Harwood draws together disparate fragments from historical traditions of western figurative painting along with imagery from personal photographs, art deco posters, vintage fashion culture and numerous other sources, to create a fictitious and subtly displaced space and time. The making of a collage, which forms the template for each painting is important to Harwood's working process. The new works presented depict objects and persons within obscure or abstracted locations.

French Interior, 2007, presents a room occupied by two women. The room is perspectively incorrect, yet a woman stands towards the rear of the painting leaning against a pillar, looking out onto a landscape.
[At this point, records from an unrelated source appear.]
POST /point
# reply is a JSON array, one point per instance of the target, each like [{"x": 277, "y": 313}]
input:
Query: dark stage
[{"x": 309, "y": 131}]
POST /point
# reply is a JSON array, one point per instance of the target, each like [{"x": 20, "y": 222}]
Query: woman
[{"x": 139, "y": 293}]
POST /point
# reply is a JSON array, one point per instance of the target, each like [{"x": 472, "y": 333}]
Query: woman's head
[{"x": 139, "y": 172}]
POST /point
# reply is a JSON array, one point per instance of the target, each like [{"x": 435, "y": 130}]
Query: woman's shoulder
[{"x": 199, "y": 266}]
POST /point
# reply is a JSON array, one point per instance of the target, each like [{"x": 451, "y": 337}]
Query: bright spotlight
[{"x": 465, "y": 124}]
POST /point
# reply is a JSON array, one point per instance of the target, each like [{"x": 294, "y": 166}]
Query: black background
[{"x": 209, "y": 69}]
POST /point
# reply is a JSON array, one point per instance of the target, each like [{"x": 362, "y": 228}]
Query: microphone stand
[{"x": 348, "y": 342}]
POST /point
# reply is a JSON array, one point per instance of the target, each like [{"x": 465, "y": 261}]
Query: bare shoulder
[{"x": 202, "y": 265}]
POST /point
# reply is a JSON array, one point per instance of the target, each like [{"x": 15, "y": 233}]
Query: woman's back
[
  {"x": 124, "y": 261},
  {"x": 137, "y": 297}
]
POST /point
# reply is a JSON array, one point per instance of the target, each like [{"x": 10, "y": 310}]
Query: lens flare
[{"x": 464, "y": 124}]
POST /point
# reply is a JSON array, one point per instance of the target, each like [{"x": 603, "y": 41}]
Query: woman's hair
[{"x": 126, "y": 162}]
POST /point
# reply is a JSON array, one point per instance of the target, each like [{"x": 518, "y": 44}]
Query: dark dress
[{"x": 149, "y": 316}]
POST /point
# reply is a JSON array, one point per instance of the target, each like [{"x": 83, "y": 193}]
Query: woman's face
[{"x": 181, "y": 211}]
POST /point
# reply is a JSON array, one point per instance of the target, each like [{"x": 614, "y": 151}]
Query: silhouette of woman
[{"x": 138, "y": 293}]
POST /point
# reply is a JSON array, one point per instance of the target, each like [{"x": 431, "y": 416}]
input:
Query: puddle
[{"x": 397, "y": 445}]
This vista, possibly somewhere in the Middle East, is painted in a style reminiscent of the American Sublime. To the left of the painting another woman sits on the floor glancing away from her newspaper, her pose and appearance are such that she could be in an advertisement. Towards the centre of the image is a circular table, tilted so that it seems to be on the same plane as the viewer. Harwood mixes elements that possess different purposes, the origins of which are obscured, if not lost.

In the painting Nocturne, 2007, Harwood has depicted a garden ornament in the form of a swan sitting within a backdrop reminiscent of a sketch from the late Renaissance. She describes her interest in the swan motif as

'something with a certain fallibility and pathos, despite being an elegant and 'timeless' motif. Its status as a 'dumb' garden ornament works in opposition to any notion of virtuosity suggested by the backdrop.'

It is apparent that such a combination of items only maintains its tension due to Harwood's ability to create a cohesive, desirable image. This indicates an interest in the exploration of the role of painting and beauty within visual history.
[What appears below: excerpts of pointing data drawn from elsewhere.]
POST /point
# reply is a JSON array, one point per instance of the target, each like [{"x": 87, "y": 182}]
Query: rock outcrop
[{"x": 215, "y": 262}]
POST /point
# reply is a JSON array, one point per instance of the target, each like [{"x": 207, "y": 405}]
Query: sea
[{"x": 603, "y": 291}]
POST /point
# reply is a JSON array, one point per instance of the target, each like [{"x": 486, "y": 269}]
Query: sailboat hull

The paintings which influence the work invoke luxury, decadence and a laborious process, the necessity for which has arguably been made unnecessary by more advanced forms of picture making. Harwood states 'I am interested in the continued ability of painting to force a slow reading of things, yet at the same time offer a pleasure similar to flicking through a magazine.' Thus, initially we are allowed to experience the image on surface value, polished and seemingly resolved. However, the oddity of the compositions and subject matter encourage the viewer to rest with the image, in a futile but beguiling process of untangling the narratives hidden within the painting. The result is a feeling of visual fetishism and isolation.

Harwood received the Painter-Stainers Award and the Cheneviere Fellowship. Her first solo show with Museum 52 was in November 2005. Exhibitions include The Lexmark European Art Prize, and Salon Nouveau, Engholm Engelhorn, Vienna.